EY chief economist Cherelle Murphy said “it’s clear the 13 rate hikes are working; what is less clear, is whether inflation is falling fast enough”.
“It’s likely that the Reserve Bank will leave the 4.35 per cent cash rate on hold when the board meets next week, but the data over summer will be most important for the Reserve Bank’s next move in February,” Ms Murphy said.
But analysts warned the ABS monthly CPI indicator did not provide a full picture of the price pressures across the economy.
Due to an overrepresentation of the prices of goods, the indicator did not fully account for still-high services inflation, so it would be of little use in gauging the domestic sources of inflation the RBA is now focused on.
The easing of goods price inflation, which has fallen as supply chain bottlenecks eased and consumers cut back on discretionary items, was reflected in the 1.5 per cent decrease in clothing and footwear prices in the year to October.
A drop in fuel prices, which fell to 8.6 per in October, subtracted 0.3 percentage points from headline CPI, as the reinstatement of the full fuel excise in September 2022 was no longer recorded in the annual figures.

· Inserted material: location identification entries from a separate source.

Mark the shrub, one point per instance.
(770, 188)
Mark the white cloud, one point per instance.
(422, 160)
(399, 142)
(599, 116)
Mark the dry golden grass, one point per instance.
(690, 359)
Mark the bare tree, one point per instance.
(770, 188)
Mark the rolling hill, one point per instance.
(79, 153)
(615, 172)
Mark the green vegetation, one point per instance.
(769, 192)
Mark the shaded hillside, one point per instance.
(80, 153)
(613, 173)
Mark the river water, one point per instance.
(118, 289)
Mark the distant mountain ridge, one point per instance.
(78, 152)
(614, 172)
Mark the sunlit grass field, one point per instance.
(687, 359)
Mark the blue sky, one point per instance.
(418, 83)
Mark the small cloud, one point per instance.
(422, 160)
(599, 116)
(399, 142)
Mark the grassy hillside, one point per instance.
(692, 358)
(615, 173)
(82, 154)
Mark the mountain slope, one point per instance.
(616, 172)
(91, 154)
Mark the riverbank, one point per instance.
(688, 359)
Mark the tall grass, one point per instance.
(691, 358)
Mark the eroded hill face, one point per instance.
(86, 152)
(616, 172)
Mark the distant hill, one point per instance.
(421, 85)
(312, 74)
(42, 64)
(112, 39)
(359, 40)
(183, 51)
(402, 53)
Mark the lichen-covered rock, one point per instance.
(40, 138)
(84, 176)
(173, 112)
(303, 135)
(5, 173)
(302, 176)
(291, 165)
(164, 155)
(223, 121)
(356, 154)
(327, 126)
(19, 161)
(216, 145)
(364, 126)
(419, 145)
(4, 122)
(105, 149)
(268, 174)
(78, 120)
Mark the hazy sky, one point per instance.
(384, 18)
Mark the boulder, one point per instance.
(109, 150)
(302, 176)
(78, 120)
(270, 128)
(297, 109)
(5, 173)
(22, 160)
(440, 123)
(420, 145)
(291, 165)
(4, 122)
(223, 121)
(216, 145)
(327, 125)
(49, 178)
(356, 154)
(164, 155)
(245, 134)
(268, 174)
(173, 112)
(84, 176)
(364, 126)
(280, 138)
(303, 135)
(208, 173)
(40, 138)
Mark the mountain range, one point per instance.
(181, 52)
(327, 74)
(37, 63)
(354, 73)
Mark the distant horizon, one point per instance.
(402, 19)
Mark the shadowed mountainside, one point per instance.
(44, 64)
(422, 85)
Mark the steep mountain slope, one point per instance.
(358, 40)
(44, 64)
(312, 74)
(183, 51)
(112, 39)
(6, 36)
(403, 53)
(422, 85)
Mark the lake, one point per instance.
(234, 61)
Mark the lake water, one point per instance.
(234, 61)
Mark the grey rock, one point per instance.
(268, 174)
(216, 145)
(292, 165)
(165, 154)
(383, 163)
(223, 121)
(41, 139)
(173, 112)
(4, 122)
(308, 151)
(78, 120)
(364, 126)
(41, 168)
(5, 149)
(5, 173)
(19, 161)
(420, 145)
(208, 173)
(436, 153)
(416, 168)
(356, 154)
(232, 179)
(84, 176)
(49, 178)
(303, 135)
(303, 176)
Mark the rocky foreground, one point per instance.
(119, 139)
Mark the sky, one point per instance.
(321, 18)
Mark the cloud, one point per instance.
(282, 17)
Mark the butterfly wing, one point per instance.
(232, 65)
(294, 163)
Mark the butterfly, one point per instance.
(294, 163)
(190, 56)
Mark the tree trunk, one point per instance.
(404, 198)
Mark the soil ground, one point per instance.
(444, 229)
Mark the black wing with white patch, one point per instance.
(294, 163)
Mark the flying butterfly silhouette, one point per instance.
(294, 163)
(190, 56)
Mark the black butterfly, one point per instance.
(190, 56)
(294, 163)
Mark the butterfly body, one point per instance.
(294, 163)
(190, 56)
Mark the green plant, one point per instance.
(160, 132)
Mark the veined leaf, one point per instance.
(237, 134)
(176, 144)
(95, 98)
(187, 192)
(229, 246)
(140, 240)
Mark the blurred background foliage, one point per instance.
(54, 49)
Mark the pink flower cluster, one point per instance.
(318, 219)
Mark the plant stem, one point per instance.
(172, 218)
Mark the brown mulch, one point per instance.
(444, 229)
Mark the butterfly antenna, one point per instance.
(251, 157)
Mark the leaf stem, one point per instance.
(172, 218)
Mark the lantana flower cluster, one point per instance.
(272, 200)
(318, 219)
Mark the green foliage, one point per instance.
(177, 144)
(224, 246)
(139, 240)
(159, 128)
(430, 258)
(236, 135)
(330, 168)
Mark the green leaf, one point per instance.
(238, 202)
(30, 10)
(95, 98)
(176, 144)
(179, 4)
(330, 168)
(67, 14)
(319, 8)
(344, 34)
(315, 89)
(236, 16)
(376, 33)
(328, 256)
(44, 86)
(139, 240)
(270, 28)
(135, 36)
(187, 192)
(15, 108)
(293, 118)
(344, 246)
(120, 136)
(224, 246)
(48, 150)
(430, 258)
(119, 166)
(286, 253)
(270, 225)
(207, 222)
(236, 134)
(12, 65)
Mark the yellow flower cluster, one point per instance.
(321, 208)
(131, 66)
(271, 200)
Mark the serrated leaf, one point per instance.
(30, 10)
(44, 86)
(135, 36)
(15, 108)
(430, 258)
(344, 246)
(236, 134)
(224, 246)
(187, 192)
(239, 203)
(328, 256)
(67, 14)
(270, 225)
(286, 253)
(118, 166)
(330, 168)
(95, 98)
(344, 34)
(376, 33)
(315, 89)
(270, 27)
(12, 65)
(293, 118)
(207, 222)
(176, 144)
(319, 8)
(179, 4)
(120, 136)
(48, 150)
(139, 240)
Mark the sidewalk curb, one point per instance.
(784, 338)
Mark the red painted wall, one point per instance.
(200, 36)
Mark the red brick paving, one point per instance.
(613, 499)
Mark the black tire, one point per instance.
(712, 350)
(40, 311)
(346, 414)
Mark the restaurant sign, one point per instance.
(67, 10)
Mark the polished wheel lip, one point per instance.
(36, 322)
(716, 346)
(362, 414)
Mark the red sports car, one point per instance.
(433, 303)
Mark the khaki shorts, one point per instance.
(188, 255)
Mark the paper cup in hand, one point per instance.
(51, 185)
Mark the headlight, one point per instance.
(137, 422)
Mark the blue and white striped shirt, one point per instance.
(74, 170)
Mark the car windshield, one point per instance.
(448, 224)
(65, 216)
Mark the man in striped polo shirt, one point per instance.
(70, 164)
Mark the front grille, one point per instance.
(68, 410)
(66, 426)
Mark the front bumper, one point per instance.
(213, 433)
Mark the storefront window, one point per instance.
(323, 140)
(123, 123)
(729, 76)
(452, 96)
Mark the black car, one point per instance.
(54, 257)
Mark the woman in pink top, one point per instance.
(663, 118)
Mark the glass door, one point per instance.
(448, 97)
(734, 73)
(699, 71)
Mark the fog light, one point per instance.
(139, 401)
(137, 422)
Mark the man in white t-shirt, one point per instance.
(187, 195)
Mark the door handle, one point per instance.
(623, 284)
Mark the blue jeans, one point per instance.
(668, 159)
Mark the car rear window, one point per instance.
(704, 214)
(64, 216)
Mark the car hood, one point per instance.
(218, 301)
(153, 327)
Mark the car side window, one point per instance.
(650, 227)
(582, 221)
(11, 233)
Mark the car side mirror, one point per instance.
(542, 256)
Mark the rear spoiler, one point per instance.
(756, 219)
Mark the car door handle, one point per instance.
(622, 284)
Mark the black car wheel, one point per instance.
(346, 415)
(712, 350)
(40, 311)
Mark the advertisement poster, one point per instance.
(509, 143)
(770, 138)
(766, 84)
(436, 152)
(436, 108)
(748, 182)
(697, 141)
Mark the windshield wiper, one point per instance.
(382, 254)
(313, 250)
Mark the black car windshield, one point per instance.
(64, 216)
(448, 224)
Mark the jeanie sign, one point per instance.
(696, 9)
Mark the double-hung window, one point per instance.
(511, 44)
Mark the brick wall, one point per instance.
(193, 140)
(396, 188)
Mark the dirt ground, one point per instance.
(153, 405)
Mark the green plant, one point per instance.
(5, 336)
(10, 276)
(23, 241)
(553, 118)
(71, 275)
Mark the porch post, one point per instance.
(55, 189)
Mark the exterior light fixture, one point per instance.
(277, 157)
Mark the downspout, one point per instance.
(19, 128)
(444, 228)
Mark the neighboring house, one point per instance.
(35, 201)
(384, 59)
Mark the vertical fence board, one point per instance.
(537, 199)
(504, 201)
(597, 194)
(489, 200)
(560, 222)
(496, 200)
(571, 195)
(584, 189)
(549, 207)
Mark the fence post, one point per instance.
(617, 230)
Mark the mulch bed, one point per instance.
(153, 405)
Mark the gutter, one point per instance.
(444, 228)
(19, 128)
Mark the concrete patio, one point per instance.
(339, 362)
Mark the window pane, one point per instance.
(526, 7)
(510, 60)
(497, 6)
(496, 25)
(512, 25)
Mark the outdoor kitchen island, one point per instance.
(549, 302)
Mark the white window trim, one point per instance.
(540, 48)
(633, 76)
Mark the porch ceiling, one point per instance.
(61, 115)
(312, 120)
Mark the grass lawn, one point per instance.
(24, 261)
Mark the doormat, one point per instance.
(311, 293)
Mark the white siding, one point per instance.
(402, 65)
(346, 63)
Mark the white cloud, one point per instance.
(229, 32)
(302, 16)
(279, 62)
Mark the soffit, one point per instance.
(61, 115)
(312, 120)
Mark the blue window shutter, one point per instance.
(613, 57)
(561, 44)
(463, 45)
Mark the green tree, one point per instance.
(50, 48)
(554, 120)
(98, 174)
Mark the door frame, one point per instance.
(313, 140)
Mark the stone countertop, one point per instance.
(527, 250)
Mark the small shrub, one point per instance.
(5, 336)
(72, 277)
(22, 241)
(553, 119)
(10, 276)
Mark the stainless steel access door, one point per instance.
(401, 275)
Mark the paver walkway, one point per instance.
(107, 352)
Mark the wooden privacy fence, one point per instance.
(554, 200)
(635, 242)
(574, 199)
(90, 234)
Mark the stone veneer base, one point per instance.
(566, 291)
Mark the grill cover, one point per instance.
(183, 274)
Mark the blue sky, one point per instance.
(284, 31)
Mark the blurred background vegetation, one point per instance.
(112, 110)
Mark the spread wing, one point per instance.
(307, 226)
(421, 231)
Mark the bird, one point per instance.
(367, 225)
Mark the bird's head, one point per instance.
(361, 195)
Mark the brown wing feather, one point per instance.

Electricity prices also eased to 10.1 per cent, well below their peak of the 18 per cent increase in the year to September, with government rebates taking the sting out of higher power bills.
Despite the progress, services inflation, which the RBA has warned is much “stickier”, remained stubborn, as cost pressures, including higher wages, were passed through to consumers.
Prices for insurance rose by 8.6 per cent in the 12 months to October, while rents jumped 6.6 per cent over the same period, as a surge in migration and dwindling housing stock pushed costs higher.
Speaking in question time, Treasurer Jim Chalmers claimed the figures demonstrated the government’s success in putting downward pressure on inflation.
“Without our plan, electricity prices would have gone up 18.8 per cent between June and October, not 8.4 per cent,” Dr Chalmers said, citing ABS analysis.
But shadow treasurer Angus Taylor said Australians were still feeling pain in their hip pocket as a result of the “distracted” government.